Reste que Once Upon a Time in Hollywood (un titre faisant évidemment référence au cinéma de Sergio Leone) contient des scènes qui pourraient bien passées à l'histoire. Cette séquence lors de laquelle Brad Pitt casse la gueule du jeune Bruce Lee vaut le détour tout comme cette magnifique scène entre la jeune Julia Butters et un DiCaprio à fleur de peau. Comme il est coutume dans le cinéma de Tarantino, on retrouve aussi une violence inouïe qui confond le spectateur. Celle-ci est bien moins présente dans Once Upon a Time in Hollywood que dans d'autres de ses oeuvres, mais son ampérage et sa force de frappe dépassent celui de plusieurs. Tarantino arrive à nous faire sourire dans des moments où le sang coule à flots et les cris de douleurs résonnent, ce qui n'est pas donné à tout le monde... et heureusement parce que cette dichotomie fait de son cinéma un phénomène.

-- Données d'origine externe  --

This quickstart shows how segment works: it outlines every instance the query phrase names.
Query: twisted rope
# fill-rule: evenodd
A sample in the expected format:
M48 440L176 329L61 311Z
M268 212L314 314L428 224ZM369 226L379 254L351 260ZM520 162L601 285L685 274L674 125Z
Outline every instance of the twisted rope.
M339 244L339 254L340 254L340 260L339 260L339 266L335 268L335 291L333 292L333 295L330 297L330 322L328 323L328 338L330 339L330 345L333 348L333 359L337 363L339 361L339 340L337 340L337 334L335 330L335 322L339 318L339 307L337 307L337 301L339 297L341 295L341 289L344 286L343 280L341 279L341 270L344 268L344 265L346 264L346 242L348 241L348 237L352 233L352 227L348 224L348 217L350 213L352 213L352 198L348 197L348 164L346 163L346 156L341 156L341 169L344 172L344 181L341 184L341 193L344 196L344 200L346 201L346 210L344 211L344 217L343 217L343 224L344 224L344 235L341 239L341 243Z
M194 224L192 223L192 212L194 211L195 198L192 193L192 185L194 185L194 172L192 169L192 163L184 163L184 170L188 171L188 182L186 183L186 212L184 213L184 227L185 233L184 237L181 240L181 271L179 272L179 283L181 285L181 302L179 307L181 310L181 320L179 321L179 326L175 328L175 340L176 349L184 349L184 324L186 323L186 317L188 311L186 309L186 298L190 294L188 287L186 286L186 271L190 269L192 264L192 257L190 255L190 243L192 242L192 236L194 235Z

La comédie noire s'avère certes lourde à certains moments, mais elle propose une histoire d'amitié sincère et des moments d'anthologie qui lui permettent de se démarquer. Les vrais fans de Tarantino - et d'autant plus ceux qui partagent les mêmes références que lui - se délecteront de cette ode grinçante au cinéma. Les autres passeront un bon moment, mais regretteront peut-être Inglourious Basterds et Django Unchained.